Cancer is still widely misunderstood, with fears about treatment based on stories, rumors, or wrong information. But people feel better when they learn the facts. They feel less afraid and know what to expect. Ask questions, learn about your cancer, and be an active participant in your care. Some studies suggest that being well-informed about your illness and treatment makes you more likely to follow your treatment plans and recover from cancer faster.

Michael D. Becker

A unique fatigue

I only wish that I was better prepared for the common and debilitating fatigue that comes with cancer treatment, called cancer-related fatigue (CRF), which is different from the fatigue of daily life.
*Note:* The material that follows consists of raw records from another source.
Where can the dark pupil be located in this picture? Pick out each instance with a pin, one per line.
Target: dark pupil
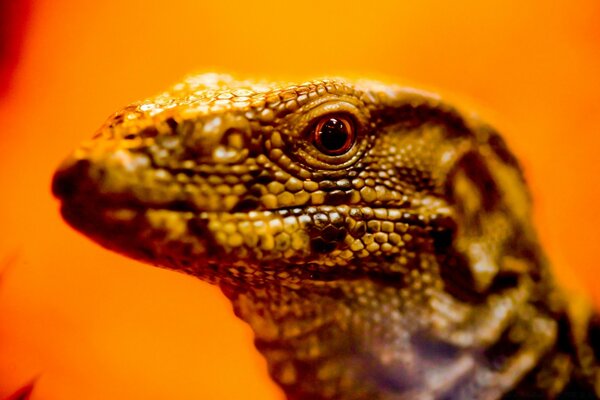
(333, 135)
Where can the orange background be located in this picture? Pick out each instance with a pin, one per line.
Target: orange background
(94, 325)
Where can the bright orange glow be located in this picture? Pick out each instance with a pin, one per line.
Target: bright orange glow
(94, 325)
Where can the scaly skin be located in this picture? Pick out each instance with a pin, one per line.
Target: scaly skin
(400, 265)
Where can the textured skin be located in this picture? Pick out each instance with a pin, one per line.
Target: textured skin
(406, 267)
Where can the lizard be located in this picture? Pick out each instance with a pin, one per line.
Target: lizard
(377, 239)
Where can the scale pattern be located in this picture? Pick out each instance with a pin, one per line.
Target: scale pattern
(402, 267)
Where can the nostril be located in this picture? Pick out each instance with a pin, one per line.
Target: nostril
(69, 177)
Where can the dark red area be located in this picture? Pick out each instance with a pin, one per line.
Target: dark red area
(13, 21)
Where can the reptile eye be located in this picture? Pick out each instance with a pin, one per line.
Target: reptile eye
(334, 135)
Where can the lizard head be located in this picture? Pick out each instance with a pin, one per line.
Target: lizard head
(323, 209)
(254, 180)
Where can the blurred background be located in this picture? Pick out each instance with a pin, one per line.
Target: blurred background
(89, 324)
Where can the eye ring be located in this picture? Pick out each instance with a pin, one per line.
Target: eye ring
(334, 135)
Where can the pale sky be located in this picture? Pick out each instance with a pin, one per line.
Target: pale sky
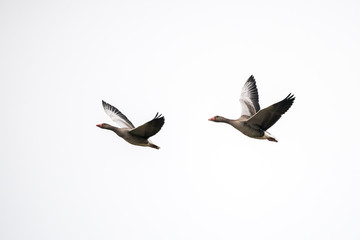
(61, 177)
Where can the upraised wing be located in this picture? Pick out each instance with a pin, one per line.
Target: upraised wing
(267, 117)
(249, 98)
(117, 116)
(150, 128)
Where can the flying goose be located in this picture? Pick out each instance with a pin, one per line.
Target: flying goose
(254, 122)
(134, 135)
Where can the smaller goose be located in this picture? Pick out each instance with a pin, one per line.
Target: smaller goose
(136, 136)
(253, 121)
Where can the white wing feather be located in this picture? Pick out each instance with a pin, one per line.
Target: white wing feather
(119, 118)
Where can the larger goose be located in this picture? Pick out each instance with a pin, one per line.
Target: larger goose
(253, 121)
(137, 136)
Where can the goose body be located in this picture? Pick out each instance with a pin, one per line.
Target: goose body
(254, 122)
(135, 135)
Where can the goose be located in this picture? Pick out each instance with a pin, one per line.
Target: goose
(134, 135)
(254, 122)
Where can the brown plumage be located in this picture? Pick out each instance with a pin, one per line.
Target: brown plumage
(253, 121)
(136, 136)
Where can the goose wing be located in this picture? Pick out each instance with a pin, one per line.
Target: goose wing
(249, 98)
(117, 116)
(150, 128)
(267, 117)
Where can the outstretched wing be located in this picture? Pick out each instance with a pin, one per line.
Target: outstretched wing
(267, 117)
(117, 116)
(249, 98)
(150, 128)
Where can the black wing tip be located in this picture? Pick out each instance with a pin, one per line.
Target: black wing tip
(290, 97)
(159, 116)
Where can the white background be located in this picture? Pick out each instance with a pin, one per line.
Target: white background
(61, 177)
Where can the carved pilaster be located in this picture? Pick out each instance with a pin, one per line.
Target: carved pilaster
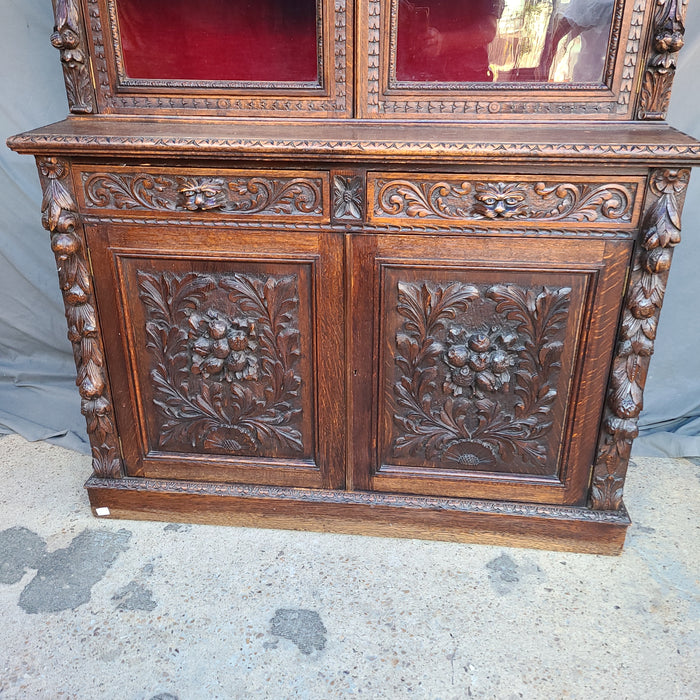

CRF is defined as the feeling of unusual exhaustion associated with a high level of distress, disproportionate to the person’s activity, and not relieved by sleep or rest. It can last from months to years and often continues after treatment ends. The exact reason for cancer fatigue is unknown.

Michael D. Becker

Be flexible

When it comes to treatment and other medical appointments, it's important to be patient and flexible. Your scheduled appointments may run late by an hour or more. This can be due to other patients being late, medical emergencies, or a patient bringing up a complex medical issue at the end of their appointment. Most doctors take the time they need to provide proper, thorough care — even if it means pushing back a few appointments. Just be ready, and try not get upset by the changes.